Interesting post. Sometimes I wonder if it is really possible to live a life outside of modernity if your entire habit of thinking has been trained in a modern way. Even arguments one finds espoused in blogs as yours that for example try to show that the belief in a god is more logical than disbelief are fundamentally modern. For they try to present the evidence in a coherent fashion and assume that a) is correct since there are more points in its favour than say in the case of b). But once one supports this kind of reasoning moral relativism sets in. For certainly there seem to be things that look plausible to do: would it not be, for example, sensible to kill handicapped infants? Judging logically it would certainly be so.
For the current generations it will probably not be possible to escape modernity. I can spot this within myself. I try to act in a Christian way. Often, however, merciless logic sets in which brings me to conclusions that are fundamentally opposed to Christian ethics (for example systematic application of eugenic principles). And nothing I do can remove this "scientific" way of thought from my mind. It is as if your mind was irreversibly tainted. The only logical way to undo modernity is perhaps the systematic extermination of the intelligentsia (Khmer Rouge method). Even if the people would repent (and among them the high IQ-class) I fear that some time later we would have to confront the problems that are today before us since the structures of thought have not changed. Doubt will continue to gnaw. Christianity has to be embraced by the heart. Not by the mind. Which is very difficult for intelligent people.

Bruce Charlton said...

@Anonymous (please use a pseudonym) - I know exactly what you mean.

These habits cannot be broken, or at least not quickly - all I can do is repent over and over again; and try to avoid defending or proselytising for evil.

But no Christian can claim they they weren't warned that this is exactly how it would be, here on earth.

Indeed, so long as we are clear about our repeated failures and wretched inability to reform, then perhaps this is less dangerous than imagining we have succeeded?

Kristor said...

Anonymous writes:


The only logical way to undo modernity is perhaps the systematic extermination of the intelligentsia (Khmer Rouge method). Even if the people would repent (and among them the high IQ-class) I fear that some time later we would have to confront the problems that are today before us since the structures of thought have not changed.
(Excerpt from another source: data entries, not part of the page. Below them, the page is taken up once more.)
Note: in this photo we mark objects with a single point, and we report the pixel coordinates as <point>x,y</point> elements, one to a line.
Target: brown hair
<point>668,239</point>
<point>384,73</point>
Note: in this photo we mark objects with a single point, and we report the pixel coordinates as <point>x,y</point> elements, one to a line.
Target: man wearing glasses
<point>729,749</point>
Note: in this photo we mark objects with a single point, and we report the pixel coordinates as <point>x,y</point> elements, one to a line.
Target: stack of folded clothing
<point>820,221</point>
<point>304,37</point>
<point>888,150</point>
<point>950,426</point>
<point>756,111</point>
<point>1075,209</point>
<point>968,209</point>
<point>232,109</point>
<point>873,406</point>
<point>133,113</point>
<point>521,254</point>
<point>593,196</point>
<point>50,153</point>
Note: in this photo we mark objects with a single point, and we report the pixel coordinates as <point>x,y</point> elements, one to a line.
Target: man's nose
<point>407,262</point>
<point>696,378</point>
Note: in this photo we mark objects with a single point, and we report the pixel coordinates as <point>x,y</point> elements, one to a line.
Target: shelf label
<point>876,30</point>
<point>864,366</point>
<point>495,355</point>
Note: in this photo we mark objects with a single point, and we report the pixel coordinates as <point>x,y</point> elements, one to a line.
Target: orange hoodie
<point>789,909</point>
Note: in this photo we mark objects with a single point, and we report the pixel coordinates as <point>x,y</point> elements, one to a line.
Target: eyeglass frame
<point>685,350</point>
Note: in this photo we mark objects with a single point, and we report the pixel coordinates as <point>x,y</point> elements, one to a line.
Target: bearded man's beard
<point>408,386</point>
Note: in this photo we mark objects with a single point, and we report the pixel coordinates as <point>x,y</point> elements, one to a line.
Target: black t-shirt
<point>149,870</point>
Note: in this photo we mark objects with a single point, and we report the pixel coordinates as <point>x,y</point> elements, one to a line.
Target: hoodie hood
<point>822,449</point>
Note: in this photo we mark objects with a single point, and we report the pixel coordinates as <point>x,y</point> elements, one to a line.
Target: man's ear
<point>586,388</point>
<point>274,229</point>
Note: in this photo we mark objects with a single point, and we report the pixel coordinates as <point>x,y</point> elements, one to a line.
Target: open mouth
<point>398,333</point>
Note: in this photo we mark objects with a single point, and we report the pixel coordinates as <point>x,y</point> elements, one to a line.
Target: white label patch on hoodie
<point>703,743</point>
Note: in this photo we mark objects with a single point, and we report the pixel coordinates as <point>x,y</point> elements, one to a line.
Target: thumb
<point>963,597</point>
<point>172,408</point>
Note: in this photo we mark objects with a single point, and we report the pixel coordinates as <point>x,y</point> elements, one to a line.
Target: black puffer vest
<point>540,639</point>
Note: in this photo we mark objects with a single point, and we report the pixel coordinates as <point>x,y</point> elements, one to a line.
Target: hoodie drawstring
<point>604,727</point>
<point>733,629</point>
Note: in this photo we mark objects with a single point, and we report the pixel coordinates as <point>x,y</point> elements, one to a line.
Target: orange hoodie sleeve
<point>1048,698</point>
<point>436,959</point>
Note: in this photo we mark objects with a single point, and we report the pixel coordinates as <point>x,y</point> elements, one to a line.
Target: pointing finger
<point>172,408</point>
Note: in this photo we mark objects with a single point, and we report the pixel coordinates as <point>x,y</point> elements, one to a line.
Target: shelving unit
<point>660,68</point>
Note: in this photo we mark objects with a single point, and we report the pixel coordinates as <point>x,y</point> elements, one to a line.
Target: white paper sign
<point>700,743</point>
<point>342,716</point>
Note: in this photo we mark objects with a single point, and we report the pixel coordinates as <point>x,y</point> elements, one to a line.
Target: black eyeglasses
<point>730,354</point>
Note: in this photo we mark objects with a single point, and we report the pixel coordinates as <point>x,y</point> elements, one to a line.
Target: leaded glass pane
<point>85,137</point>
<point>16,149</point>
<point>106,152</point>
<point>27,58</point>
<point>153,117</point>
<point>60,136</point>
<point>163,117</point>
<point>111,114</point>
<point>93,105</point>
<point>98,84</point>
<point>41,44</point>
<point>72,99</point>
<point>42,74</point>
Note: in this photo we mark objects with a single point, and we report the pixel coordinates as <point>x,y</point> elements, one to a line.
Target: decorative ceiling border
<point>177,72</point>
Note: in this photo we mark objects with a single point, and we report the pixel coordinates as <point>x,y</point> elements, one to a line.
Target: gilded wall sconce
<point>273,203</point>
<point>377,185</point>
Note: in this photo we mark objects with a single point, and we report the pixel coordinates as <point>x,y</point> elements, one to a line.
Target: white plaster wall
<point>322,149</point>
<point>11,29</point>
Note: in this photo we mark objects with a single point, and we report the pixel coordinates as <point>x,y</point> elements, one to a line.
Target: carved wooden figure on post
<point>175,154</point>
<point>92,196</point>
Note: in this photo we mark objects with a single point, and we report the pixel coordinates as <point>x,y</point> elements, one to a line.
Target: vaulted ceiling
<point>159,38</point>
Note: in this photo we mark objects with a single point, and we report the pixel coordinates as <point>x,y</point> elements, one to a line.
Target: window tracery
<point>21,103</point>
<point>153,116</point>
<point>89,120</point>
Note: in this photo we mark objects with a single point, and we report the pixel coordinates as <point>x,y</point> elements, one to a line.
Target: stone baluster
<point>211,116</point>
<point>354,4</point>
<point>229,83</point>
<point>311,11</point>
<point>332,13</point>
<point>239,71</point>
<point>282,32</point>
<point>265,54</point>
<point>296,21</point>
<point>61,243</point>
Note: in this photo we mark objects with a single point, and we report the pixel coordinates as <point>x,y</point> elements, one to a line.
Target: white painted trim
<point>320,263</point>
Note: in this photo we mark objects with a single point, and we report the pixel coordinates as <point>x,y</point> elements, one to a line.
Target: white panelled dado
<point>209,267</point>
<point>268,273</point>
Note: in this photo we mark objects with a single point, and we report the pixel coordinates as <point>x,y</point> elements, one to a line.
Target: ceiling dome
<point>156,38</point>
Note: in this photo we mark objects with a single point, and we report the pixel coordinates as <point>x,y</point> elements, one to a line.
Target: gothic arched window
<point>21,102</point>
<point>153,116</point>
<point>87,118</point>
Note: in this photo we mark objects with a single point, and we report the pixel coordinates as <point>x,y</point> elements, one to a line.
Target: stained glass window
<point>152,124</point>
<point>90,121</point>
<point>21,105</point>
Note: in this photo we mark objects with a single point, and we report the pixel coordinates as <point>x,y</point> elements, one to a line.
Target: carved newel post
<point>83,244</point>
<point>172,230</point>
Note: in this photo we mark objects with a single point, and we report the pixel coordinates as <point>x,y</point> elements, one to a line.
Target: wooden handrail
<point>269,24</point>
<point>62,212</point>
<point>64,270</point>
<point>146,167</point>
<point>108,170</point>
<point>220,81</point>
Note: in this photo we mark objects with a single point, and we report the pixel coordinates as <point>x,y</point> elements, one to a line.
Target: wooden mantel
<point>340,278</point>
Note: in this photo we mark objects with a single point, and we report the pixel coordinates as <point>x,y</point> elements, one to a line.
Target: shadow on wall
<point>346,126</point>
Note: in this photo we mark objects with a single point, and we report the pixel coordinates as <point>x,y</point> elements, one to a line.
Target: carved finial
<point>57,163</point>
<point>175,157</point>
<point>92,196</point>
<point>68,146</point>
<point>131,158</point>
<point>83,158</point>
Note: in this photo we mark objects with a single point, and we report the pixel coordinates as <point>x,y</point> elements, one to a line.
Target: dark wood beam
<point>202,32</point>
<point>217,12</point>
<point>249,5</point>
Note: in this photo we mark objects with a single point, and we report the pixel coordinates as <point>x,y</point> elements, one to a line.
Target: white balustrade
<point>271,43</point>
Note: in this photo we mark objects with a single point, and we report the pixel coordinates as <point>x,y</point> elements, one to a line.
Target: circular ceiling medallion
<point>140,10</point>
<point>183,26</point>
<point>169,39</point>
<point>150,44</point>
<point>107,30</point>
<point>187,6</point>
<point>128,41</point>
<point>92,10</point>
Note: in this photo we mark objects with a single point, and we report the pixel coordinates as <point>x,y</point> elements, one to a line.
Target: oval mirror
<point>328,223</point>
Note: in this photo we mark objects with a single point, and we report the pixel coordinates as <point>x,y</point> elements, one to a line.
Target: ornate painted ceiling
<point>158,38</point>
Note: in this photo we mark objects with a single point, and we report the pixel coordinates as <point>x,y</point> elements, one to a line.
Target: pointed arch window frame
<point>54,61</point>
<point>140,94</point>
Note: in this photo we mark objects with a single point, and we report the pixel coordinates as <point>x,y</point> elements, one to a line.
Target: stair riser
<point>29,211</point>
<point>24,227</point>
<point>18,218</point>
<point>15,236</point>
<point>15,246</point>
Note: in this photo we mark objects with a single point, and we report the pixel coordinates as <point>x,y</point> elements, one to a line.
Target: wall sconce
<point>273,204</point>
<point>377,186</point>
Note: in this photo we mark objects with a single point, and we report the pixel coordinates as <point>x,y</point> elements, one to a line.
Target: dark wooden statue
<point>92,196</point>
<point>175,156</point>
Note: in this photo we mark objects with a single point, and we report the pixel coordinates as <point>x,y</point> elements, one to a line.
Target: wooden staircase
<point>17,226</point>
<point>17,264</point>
But these are just the sorts of things – total transformation of society, or of men’s minds – that gnostic utopian revolutionaries like the Khmer Rouge put into practice. If we really want to transform society in such a way that it abjures totalitarian utopian schemes, we ourselves must abjure such schemes – must abjure even any thought of them. The traditionalist nisus, then, should not be directed at reforming society. It should be directed at personal righteousness. To Hell with society. Render unto Caesar. Our duty is to be good men. If enough of us do that, then a different sort of society, altogether orthogonal to our own, will begin to develop and propagate in its midst, like yeast.

And there is nothing illogical or pre-rational about that. The problem of modernity is not a surfeit of logic and rationality, but a deficit thereof. Or no, wait, that’s not quite accurate either. The problem is not that modernity is too rational, but that it is too timorous and dishonest, too afraid of the Real. It applies its superabundant rationality – which is, after all, one of its strengths, its virtues (think of the brilliant achievements of massive coordination: DDay, the Moon landings, the internet) – to the development, elaboration – and, more and more, the rescue – of a fundamentally specious and inadequate model of reality. Our society is like a man who, once having lied to his wife, finds himself forced thereby to devote more and more of his mental resources to the maintenance of his lie, keeping track of what he has said, and monitoring every word that falls from his lips. That’s what PC culture is doing. The cost is the roughly 40% (or more?) of our economic resources that are devoted to the fake economy – to the business of fakery, pretense, and compliance with the ridiculous pretense.